OSGi bundles and proxy identity - allow more than once service proxy to utilise a specific bundle version?

[pfirmstone]

Describe the bug
Currently ProxyBundleProvider doesn't allow more than one services to use a specific proxy bundle version, currently this represents a major restriction placed on the use of OSGi services.

The reason this occurs is a mismatch between OSGi bundle loading and service proxy identity.

There is a many to one relationship between proxy identity and bundles. OSGi doesn't allow loading duplicate bundles.

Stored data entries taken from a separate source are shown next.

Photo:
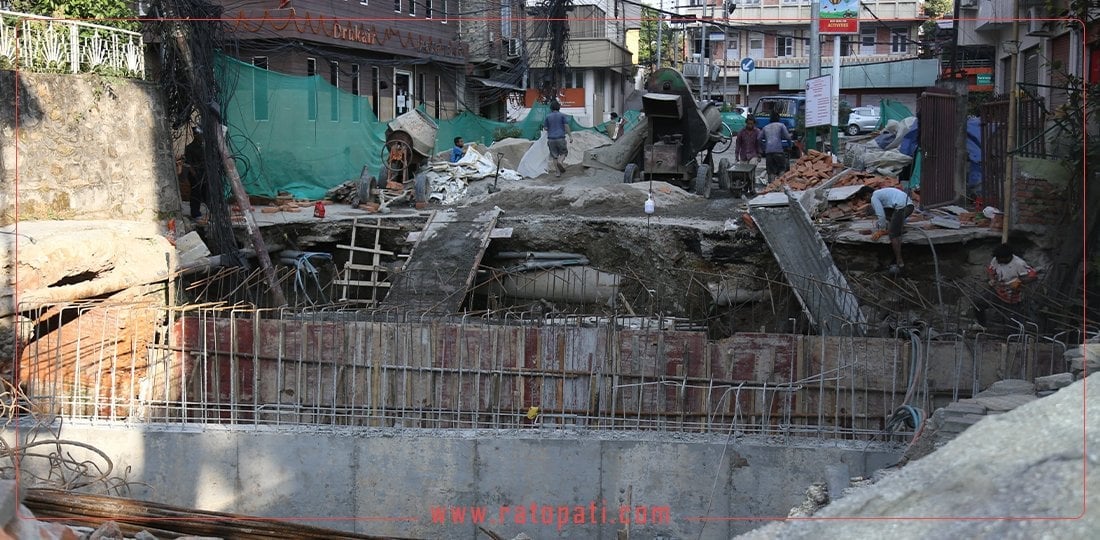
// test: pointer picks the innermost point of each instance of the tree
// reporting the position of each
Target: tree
(647, 39)
(935, 9)
(118, 13)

Options and thoughts on how to handle this, all suggestions are welcome:

1. Allow different services to share the same classes, consequences; loss of service proxy identity, unwanted permissions granted to less trusted services.
2. Encapsulate the service proxy with another proxy, unfortunately this wont work with RemoteMethodControl, which would return a new instance.
3. Create a shim InvocationHandler, who's class is loaded directly by BundleDelegatingClassLoader, so that whenever remote method calls are made, the permissions granted are granted to this particular ClassLoader and ProtectionDomain. Then only one bundle would need to be loaded, but the presence of the InvocationHandler on the call stack would reduce permission to the intersection of the sets of permissions on the call stack. We would need to make BundleDelegatingClassLoader override preferred ClassLoader and prefer the class of the InvocationHandler. It would be best if the InvocationHander is in its own package, in the JERI bundle. During marshalling this InvocationHandler would need to replace itself with the encapsulated InvocationHandler, however that may create problems with equality, with the CodebaseAccessor InvocationHandler. Since we know the InvocationHandler will be an instance of AtoimcInvocationHandler, we can extend it instead, with a stateless child class that only has an @AtomicSerial constructor and replaces itself with the superclass when serialized. This class wouldn't be exported from the package, and CodeSource could be used to find the URL of the bundle.

[pfirmstone]

Item 3.

I think it would be easiest to use preferred class loading to load AtoimcInvocationHandler into the BundleDelegatingClassLoader. However this presents a problem with BasicJeriTrustVerifier.

Perhaps we should inject a token into AtomicInvocationHandler instead, that is loaded by the BundleDelegationClassLoader, to ensure that a ProtectionDomain representing the service is present on the call stack, then we need to invoke a method on the token every time that InvocationHandler::invoke is called. This could of course be in-lined as a no-op, this needs further investigation.

The problem with the token approach is that permissions are granted by the client during proxy preparation to the ClassLoader of the smart proxy. The BundleDelegatingClassLoader, although the ClassLoader of the Endpoint, is not the actual ClassLoader used to load Bundle classes. Further complicating the situation, any dependencies that are resolved for the proxy, may not have required permissions.

Should we consider allowing smart proxies to share Bundles?

What are the consequences?

[pfirmstone]

Example: different lookup services would share static fields:

https://github.com/pfirmstone/JGDMS/blob/trunk/JGDMS/services/reggie/reggie-dl/src/main/java/org/apache/river/reggie/proxy/ClassMapper.java

[pfirmstone]

Is this an option?

• Load the proxy bundle, this resolves all OSGi dependencies.
• Load the bundle again into a PreferredClassLoader, which has the bundle BundleDelegationClassLoader as its parent.
• Each proxy and all its classes with unique identity are then loaded by a unique ClassLoader, with the bundle as its parent to resolve all dependencies.
• No classes in the bundle are used by proxy code.
• No classes in the proxy are exported into the OSGi environment. All interactions are by commonly resolved service api classes and classes visible from the bundle.

In an answer no, while it would work, it's a hack.

[pfirmstone]

Investigate OSGi subsystems or OSGi Framework Bundle Collision Hook Service.

My current thinking is we need to consider Apache Aries OSGi subsystems.